On Fri, 24 Jan 2003, Nicholas Bodley wrote:

> Surely, electronic calculators must be relatively commonplace
> in lands where the Arabic alphabet is primary. Being a
> retired electronic tech. and calculator enthusiast, I'm
> especially curious to know whether these lands use
> calculators that display correct numeral glyphs for their
> culture.

I live in a Iran, where one rarely sees European digits on displays or in
documents. But all the calculators and rulers and things like those always
use European digits.

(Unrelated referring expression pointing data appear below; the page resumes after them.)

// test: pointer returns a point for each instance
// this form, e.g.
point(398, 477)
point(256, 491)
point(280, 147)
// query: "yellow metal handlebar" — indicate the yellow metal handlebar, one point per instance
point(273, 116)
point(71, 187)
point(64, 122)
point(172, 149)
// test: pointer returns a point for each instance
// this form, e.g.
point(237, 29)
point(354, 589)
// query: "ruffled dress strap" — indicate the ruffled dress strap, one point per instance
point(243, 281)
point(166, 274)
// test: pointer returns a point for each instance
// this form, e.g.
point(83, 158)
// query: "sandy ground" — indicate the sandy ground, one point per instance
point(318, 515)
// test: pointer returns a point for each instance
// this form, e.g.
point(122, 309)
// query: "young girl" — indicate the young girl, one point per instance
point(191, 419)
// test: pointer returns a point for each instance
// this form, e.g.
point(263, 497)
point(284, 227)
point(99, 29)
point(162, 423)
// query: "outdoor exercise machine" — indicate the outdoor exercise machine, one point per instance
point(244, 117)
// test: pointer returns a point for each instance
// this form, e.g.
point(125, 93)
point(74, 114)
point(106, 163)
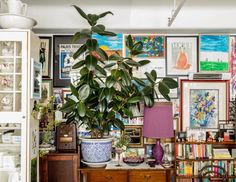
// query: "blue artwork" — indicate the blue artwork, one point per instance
point(110, 44)
point(153, 46)
point(204, 108)
point(214, 53)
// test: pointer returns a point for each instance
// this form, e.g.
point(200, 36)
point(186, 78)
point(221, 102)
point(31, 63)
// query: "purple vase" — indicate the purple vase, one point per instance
point(158, 152)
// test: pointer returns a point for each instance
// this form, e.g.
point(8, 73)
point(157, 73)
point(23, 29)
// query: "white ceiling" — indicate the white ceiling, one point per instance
point(139, 15)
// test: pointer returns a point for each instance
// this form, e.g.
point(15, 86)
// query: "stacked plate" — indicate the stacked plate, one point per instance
point(16, 21)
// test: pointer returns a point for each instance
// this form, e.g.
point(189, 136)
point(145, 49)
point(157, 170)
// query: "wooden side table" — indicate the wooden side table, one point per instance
point(60, 167)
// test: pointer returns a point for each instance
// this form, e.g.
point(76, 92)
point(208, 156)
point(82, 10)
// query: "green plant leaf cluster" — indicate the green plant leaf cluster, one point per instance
point(106, 85)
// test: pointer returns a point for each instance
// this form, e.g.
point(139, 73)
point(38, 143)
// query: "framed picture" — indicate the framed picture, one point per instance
point(233, 67)
point(149, 141)
point(181, 55)
point(36, 79)
point(214, 53)
point(46, 90)
point(155, 64)
point(45, 55)
point(174, 93)
point(203, 103)
point(153, 45)
point(65, 93)
point(136, 135)
point(110, 44)
point(63, 50)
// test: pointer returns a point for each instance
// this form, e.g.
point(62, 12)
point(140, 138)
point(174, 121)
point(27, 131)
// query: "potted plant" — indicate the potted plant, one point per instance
point(106, 87)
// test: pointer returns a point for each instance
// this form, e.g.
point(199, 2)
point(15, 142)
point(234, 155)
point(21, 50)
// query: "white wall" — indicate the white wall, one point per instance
point(141, 16)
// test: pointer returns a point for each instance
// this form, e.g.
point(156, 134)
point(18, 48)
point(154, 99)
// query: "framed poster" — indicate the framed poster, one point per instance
point(63, 50)
point(203, 103)
point(110, 44)
point(181, 55)
point(45, 55)
point(46, 91)
point(136, 135)
point(36, 79)
point(153, 45)
point(214, 53)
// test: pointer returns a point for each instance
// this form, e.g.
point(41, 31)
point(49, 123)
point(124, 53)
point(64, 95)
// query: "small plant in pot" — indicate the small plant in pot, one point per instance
point(106, 87)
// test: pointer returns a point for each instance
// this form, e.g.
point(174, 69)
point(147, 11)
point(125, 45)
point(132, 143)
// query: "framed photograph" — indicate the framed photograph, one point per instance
point(233, 67)
point(63, 50)
point(174, 93)
point(153, 45)
point(36, 79)
point(181, 55)
point(46, 91)
point(45, 55)
point(155, 64)
point(65, 93)
point(149, 141)
point(136, 135)
point(203, 103)
point(214, 53)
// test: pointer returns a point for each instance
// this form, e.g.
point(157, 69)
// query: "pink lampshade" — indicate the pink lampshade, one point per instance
point(158, 121)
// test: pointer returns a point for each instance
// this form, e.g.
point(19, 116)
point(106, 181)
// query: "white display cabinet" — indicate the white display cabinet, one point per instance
point(18, 129)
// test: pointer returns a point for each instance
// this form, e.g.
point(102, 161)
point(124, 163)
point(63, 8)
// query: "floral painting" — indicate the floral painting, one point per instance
point(214, 53)
point(153, 46)
point(204, 108)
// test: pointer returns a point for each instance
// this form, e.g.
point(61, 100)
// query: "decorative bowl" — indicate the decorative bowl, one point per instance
point(16, 21)
point(133, 161)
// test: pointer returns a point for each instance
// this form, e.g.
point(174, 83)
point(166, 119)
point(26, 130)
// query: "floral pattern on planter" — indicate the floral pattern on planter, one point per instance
point(96, 152)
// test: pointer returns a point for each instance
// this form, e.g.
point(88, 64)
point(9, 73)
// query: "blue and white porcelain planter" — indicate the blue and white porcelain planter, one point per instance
point(96, 150)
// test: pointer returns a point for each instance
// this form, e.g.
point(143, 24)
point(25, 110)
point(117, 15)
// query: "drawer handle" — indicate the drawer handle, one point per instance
point(108, 177)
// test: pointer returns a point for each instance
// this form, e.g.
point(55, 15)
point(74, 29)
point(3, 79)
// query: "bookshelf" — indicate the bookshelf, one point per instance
point(191, 156)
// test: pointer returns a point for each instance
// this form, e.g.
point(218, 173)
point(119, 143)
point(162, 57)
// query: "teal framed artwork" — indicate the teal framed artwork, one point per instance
point(111, 44)
point(203, 103)
point(153, 45)
point(214, 53)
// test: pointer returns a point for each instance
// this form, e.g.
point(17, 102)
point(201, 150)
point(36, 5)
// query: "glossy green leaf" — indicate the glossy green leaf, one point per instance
point(154, 75)
point(132, 62)
point(104, 14)
point(129, 42)
point(163, 89)
point(84, 92)
point(139, 81)
point(170, 82)
point(98, 28)
point(109, 65)
point(107, 33)
point(81, 109)
point(133, 100)
point(92, 44)
point(110, 81)
point(74, 90)
point(101, 70)
point(150, 77)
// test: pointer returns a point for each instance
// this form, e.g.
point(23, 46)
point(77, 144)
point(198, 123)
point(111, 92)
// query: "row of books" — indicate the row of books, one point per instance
point(189, 168)
point(193, 151)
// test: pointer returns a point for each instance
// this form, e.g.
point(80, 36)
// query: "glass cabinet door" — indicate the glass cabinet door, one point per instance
point(10, 152)
point(10, 76)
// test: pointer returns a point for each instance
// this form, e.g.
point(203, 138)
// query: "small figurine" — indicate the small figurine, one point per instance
point(7, 102)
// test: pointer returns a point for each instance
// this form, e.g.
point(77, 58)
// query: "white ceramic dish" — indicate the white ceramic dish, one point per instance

I've yet to see a single commercial calculator using
Arabic-Indic digits.

Children learn to read the European digits in second or third year of
elementary school.

> On a related matter, I find it not the easiest to learn how
> these lands write numbers with thousands separators and
> decimal points. The "Arabic-Indic" zero can't be confused
> with a decimal point, of course.

There are two styles of a decimal separator used in Iran (for the Persian
language). The traditional one is very similiar on both shape and size to
the Arabic Letter Reh, sometimes indistinguishable even. The modern one is
like a slash, but lowered and a little shorter in height.

For the thousands separator we use a high tick. It may sometimes become
apostroph-like, or just a short vertical line or like an opening single
quotation mark. The exact shape depends on the writer or the font.